The United Nations repeatedly emphasizes that the deliveries are far from enough given the dramatic humanitarian situation in Gaza. “The handful of convoys being allowed through (the Rafah crossing) is nothing compared to the needs of more than two million people trapped in Gaza,” said Philippe Lazzarini, commissioner general of the U.N. Palestinian agency UNRWA.
According to the UN, 100 truckloads are actually needed every day to provide the 2.2 million people with the essentials.
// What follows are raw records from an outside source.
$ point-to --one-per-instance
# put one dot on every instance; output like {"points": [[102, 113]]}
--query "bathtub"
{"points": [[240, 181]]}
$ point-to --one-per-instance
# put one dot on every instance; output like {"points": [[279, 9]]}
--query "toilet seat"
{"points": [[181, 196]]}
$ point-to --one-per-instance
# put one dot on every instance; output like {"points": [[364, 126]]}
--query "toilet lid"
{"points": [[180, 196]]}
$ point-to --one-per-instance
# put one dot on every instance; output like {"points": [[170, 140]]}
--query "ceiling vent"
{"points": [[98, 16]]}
Before the war began, according to the UN emergency relief office OCHA, an average of 500 trucks came into the Gaza Strip every day during the week.
Again calls for a ceasefire
She implores the UN Security Council to immediately adopt a resolution reminding the parties of their obligations under international law, Russell said. This also includes a ceasefire. Palestinian UN representative Mansur quoted former UN Secretary-General Dag Hammarskjöld as saying: “The United Nations was not founded to take us to heaven, but to save us from hell.” This means nothing other than saving the Palestinians in Gaza, demanded Mansur.
However, Israel continues to reject a ceasefire. “Just as the United States would not agree to a ceasefire after the bombing of Pearl Harbor or the terrorist attack on September 11th, Israel will not agree to a halt to fighting with Hamas after the terrible attacks on October 7th,” Prime Minister Netanyahu told reporters yesterday . “Calls for Israel to agree to a ceasefire are calls to capitulate to Hamas, to terrorism, to barbarism. That will not happen.”
Israel’s ground troops continue to advance
And so Israel’s ground troops, in conjunction with the air force and navy, are advancing further into the Gaza Strip. According to their own statements, they freed one of their soldiers from Hamas violence. According to the Israeli army, at least 239 other people were kidnapped into the Gaza Strip in the Hamas attack on October 7th, including several Germans. Hamas has so far released four hostages through the mediation of Qatar and Egypt. Israel’s army believes that most of the remaining hostages are still alive.
40 people are still missing since the terrorist attacks. Because of their dire condition, many of the bodies have not yet been identified. The German Shani Louk was among those killed.
Meanwhile, Israeli military jets also bombed “terrorist infrastructure” of the Shiite Hezbollah militia in Lebanon, the army said overnight. These included Hezbollah weapons and positions. According to the army, rockets had been fired from Lebanon at Israel in the previous days. There have been increasing confrontations at the border since the beginning of the Gaza war. Hezbollah has ties to the Islamist Hamas, which rules in the Gaza Strip.
What is important today
Israel continues its military offensive. Meanwhile, efforts to increase aid deliveries to the Gaza Strip continue. Aid organizations describe the situation for the people there as catastrophic. At the same time, efforts to release the at least 239 hostages kidnapped in the Gaza Strip are continuing.